Le lezioni apprese sono tante e i molti editoriali di questi giorni ne sono pieni. Sotto il profilo tecnico il bagaglio di esperienza si è arricchito di molto: abbiamo emendato una legislazione che si è rivelata essere solo di facciata (ma forse abbiamo pure esagerato); abbiamo capito che bisogna mettere sotto controllo le contrattazioni dei derivati, visto che sono la maggior parte del volume degli scambi (ma sfugge al radar ancora un pezzo crescente del sistema finanziario, il cosiddetto shadow banking); abbiamo migliorato il coordinamento fra le istituzioni nazionali e fra queste e le istituzioni nazionali; ci è diventato chiaro quanto sia importante reagire con tempestività e prontezza ai primi scricchiolii e come spesso gli annunci contino come e più dei fatti (“whatever it takes”).

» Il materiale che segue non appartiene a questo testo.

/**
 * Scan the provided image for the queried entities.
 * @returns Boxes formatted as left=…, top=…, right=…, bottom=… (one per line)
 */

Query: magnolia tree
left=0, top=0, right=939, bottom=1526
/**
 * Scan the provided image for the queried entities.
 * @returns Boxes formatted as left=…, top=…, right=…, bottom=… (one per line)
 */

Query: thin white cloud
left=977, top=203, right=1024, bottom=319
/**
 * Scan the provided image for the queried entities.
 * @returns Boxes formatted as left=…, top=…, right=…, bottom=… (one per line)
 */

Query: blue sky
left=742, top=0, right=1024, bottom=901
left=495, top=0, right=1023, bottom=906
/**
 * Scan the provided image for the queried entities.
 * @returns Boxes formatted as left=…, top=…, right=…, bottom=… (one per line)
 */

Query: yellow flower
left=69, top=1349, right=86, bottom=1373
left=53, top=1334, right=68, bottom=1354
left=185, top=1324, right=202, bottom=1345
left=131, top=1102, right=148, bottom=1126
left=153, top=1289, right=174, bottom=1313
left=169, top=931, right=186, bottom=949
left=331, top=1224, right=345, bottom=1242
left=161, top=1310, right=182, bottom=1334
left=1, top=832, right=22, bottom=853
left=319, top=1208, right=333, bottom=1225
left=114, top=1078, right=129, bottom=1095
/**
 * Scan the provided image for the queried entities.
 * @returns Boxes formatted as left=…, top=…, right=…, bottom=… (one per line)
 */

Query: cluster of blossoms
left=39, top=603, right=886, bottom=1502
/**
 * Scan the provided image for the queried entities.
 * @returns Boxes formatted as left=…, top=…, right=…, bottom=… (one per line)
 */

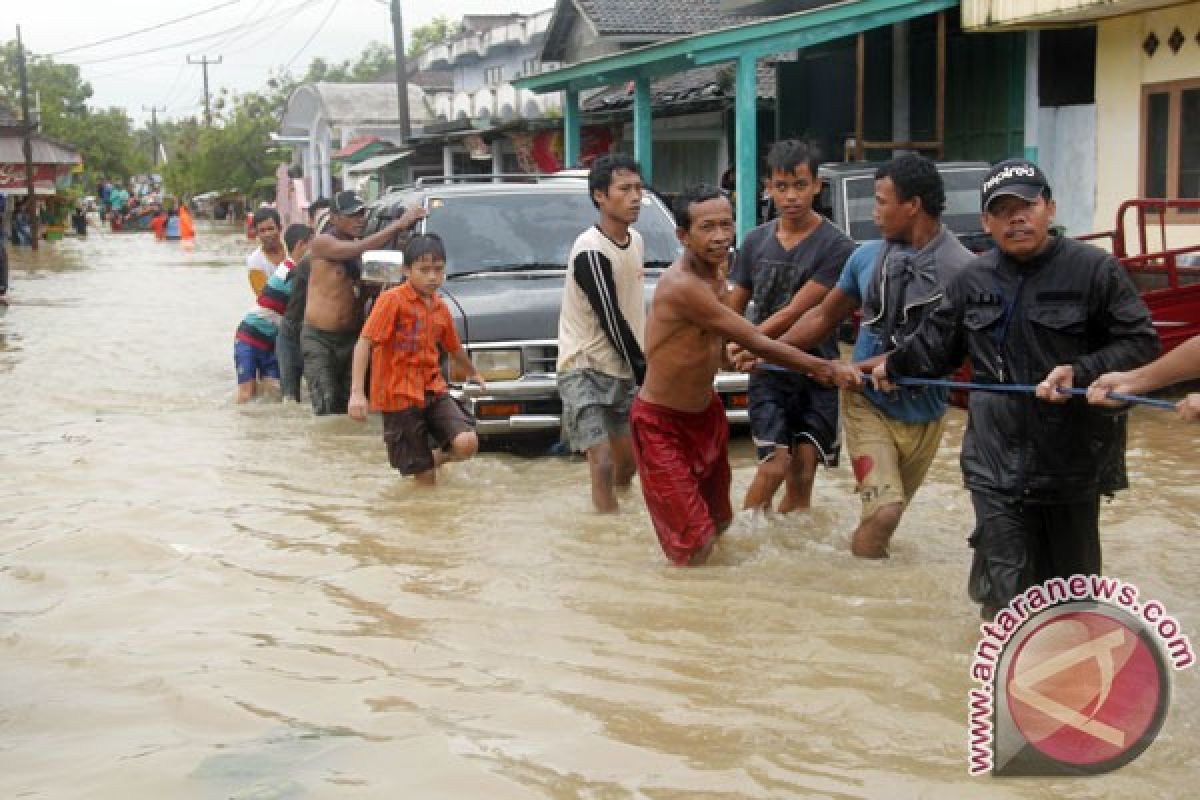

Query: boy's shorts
left=841, top=390, right=946, bottom=520
left=630, top=392, right=733, bottom=566
left=382, top=393, right=476, bottom=475
left=234, top=339, right=280, bottom=385
left=558, top=368, right=636, bottom=452
left=747, top=369, right=840, bottom=466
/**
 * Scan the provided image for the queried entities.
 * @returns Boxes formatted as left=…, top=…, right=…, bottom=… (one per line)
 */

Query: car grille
left=522, top=343, right=558, bottom=376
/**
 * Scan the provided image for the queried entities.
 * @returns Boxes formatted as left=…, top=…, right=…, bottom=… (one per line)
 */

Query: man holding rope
left=872, top=159, right=1159, bottom=617
left=756, top=154, right=974, bottom=558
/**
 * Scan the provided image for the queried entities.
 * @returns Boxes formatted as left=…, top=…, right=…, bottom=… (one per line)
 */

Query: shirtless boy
left=632, top=185, right=835, bottom=566
left=304, top=190, right=426, bottom=414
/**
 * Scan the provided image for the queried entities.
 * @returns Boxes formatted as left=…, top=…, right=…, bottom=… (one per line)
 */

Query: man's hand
left=870, top=360, right=897, bottom=392
left=348, top=390, right=369, bottom=421
left=826, top=361, right=866, bottom=391
left=1086, top=370, right=1136, bottom=408
left=1178, top=393, right=1200, bottom=422
left=467, top=371, right=488, bottom=392
left=727, top=342, right=760, bottom=373
left=1036, top=364, right=1075, bottom=404
left=396, top=206, right=429, bottom=229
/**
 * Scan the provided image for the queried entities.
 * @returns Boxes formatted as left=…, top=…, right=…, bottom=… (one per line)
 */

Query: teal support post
left=735, top=53, right=757, bottom=244
left=633, top=77, right=653, bottom=184
left=564, top=88, right=581, bottom=168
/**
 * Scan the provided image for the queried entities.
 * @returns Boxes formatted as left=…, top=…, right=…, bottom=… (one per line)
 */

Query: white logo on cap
left=983, top=164, right=1038, bottom=194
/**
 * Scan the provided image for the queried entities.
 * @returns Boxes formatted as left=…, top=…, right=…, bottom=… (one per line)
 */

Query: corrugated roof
left=0, top=131, right=83, bottom=165
left=311, top=82, right=434, bottom=124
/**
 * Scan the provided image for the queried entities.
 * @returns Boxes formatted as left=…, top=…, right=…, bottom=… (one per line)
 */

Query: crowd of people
left=231, top=149, right=1200, bottom=618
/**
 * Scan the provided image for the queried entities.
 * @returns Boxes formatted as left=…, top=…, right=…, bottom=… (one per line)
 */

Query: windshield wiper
left=448, top=263, right=565, bottom=278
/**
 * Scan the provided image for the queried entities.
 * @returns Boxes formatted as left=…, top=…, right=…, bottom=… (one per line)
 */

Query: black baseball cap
left=981, top=158, right=1050, bottom=211
left=331, top=190, right=366, bottom=215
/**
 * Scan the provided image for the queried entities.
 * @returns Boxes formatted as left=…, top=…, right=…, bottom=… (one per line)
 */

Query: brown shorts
left=382, top=393, right=475, bottom=475
left=841, top=390, right=946, bottom=519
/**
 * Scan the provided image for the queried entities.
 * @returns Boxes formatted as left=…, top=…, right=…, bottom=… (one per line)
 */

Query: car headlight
left=472, top=349, right=522, bottom=381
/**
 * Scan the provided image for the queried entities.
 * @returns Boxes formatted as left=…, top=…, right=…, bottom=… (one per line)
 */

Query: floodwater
left=1, top=223, right=1197, bottom=799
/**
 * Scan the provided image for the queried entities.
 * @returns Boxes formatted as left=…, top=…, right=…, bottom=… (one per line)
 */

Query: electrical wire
left=67, top=0, right=324, bottom=66
left=282, top=0, right=344, bottom=73
left=47, top=1, right=244, bottom=56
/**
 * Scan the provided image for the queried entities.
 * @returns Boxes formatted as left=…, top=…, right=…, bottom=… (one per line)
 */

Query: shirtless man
left=632, top=184, right=835, bottom=566
left=303, top=190, right=426, bottom=415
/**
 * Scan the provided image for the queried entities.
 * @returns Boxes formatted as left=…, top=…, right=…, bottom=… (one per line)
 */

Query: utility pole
left=389, top=0, right=411, bottom=141
left=187, top=55, right=222, bottom=126
left=143, top=105, right=165, bottom=166
left=16, top=25, right=39, bottom=251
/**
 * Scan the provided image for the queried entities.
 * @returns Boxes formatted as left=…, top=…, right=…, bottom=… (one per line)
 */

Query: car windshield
left=843, top=167, right=989, bottom=242
left=422, top=190, right=683, bottom=276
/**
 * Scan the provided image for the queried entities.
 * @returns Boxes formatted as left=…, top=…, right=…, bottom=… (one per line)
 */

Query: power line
left=48, top=1, right=243, bottom=56
left=282, top=0, right=344, bottom=73
left=66, top=0, right=323, bottom=66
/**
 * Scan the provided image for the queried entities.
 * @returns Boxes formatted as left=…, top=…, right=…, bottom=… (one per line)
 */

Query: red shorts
left=630, top=392, right=733, bottom=565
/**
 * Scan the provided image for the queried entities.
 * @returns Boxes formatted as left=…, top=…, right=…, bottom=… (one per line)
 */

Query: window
left=483, top=66, right=504, bottom=85
left=1142, top=79, right=1200, bottom=219
left=521, top=58, right=540, bottom=76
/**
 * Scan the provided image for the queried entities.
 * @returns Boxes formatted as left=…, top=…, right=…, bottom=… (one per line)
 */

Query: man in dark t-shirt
left=726, top=140, right=856, bottom=515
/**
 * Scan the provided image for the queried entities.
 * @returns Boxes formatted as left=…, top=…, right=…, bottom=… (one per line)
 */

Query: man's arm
left=758, top=280, right=834, bottom=339
left=778, top=288, right=859, bottom=350
left=1089, top=334, right=1200, bottom=405
left=1072, top=257, right=1162, bottom=387
left=311, top=209, right=427, bottom=263
left=665, top=275, right=831, bottom=378
left=572, top=249, right=646, bottom=384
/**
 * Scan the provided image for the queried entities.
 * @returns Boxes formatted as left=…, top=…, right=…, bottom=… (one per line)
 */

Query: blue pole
left=734, top=53, right=757, bottom=244
left=633, top=77, right=653, bottom=184
left=563, top=88, right=581, bottom=169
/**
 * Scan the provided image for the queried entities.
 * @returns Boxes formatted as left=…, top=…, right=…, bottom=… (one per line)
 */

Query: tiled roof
left=580, top=61, right=778, bottom=113
left=576, top=0, right=756, bottom=35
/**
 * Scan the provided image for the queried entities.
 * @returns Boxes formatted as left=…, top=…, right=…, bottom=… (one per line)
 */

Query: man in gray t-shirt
left=726, top=140, right=855, bottom=515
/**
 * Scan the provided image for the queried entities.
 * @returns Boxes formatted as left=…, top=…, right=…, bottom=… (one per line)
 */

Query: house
left=276, top=82, right=435, bottom=199
left=276, top=10, right=567, bottom=195
left=519, top=0, right=1045, bottom=239
left=538, top=0, right=765, bottom=191
left=406, top=10, right=565, bottom=177
left=962, top=0, right=1199, bottom=243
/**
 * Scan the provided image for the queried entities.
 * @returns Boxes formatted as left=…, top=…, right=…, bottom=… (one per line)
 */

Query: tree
left=409, top=16, right=456, bottom=57
left=0, top=41, right=149, bottom=184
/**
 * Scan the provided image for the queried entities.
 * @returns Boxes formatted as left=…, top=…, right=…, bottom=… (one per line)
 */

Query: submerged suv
left=361, top=175, right=749, bottom=436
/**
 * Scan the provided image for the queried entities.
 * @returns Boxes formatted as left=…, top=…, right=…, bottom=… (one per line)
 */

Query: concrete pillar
left=1024, top=31, right=1040, bottom=163
left=564, top=89, right=580, bottom=169
left=892, top=22, right=911, bottom=154
left=443, top=144, right=454, bottom=176
left=633, top=78, right=653, bottom=184
left=735, top=53, right=757, bottom=244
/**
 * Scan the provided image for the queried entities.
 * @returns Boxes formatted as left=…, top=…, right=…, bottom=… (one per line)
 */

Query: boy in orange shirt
left=348, top=234, right=486, bottom=485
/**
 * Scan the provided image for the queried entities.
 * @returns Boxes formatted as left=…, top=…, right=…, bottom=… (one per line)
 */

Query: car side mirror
left=361, top=249, right=405, bottom=287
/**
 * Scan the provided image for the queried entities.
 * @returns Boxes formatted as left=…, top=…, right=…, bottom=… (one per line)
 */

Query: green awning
left=515, top=0, right=957, bottom=94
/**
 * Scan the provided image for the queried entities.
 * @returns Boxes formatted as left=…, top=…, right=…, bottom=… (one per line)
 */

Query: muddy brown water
left=1, top=224, right=1197, bottom=799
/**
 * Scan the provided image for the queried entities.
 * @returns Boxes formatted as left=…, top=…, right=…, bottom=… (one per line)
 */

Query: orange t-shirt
left=360, top=282, right=462, bottom=412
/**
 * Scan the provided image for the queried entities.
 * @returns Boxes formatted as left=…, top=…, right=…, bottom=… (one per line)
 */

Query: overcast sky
left=12, top=0, right=553, bottom=127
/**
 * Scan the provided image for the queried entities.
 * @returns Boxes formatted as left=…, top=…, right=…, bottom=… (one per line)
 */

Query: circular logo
left=1004, top=607, right=1170, bottom=772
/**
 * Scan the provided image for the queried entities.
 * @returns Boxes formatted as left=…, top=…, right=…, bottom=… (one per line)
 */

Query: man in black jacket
left=872, top=159, right=1160, bottom=616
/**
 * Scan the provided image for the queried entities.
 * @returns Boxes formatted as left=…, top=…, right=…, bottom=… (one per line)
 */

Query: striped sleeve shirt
left=555, top=225, right=646, bottom=383
left=235, top=258, right=295, bottom=351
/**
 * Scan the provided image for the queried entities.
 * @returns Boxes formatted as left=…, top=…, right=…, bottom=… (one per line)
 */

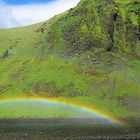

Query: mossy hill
left=0, top=0, right=140, bottom=117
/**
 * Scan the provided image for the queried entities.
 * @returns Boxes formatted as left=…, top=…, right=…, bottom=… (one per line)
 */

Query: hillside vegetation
left=0, top=0, right=140, bottom=117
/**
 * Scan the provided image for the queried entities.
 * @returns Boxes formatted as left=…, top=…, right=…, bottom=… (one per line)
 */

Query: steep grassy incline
left=40, top=0, right=139, bottom=56
left=0, top=0, right=140, bottom=117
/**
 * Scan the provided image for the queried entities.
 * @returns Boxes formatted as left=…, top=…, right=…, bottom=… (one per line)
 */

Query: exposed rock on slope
left=37, top=0, right=139, bottom=56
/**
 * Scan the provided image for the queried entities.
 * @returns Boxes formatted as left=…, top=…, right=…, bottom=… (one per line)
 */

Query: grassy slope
left=0, top=0, right=140, bottom=117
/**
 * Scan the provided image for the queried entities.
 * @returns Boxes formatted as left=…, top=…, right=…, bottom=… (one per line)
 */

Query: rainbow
left=0, top=96, right=126, bottom=126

Ma l’aver continuato a definire finanziaria la crisi del 2008, senza evidenziare il suo lato reale, ci impedisce di comprenderla fino in fondo e quindi di apprestare i migliori rimedi. E veniamo alla seconda domanda: “could it happen again”? Tutti sappiamo che le crisi finanziarie (ma non solo, anche quelle coniugali) arrivano periodicamente, con una cadenza classica fra sette e dieci anni. Dunque ci siamo, anche perché i fattori di pericolo non mancano: l’enorme liquidità alimenta il rischio bolla speculativa, il livello di debito nel mondo è gigantesco, una parte crescente delle attività finanziarie è al di fuori del perimetro dei controlli, i bassi tassi di interesse favoriscono leverage altissimi. Siamo attrezzati per affrontare lo scoppio di un’altra crisi? A voler essere ottimisti si potrebbe dire che l’esperienza degli ultimi dieci anni ci aiuterà, ogni turmoil si presenta con connotati nuovi, difficili da riconoscere precocemente e quindi da arrestare tempestivamente. Starà ai responsabili delle istituzioni finanziarie e politiche porre in essere il giusto mix di risposte fra quelle tradizionali e quelle innovative per rispondere alle nuove sfide.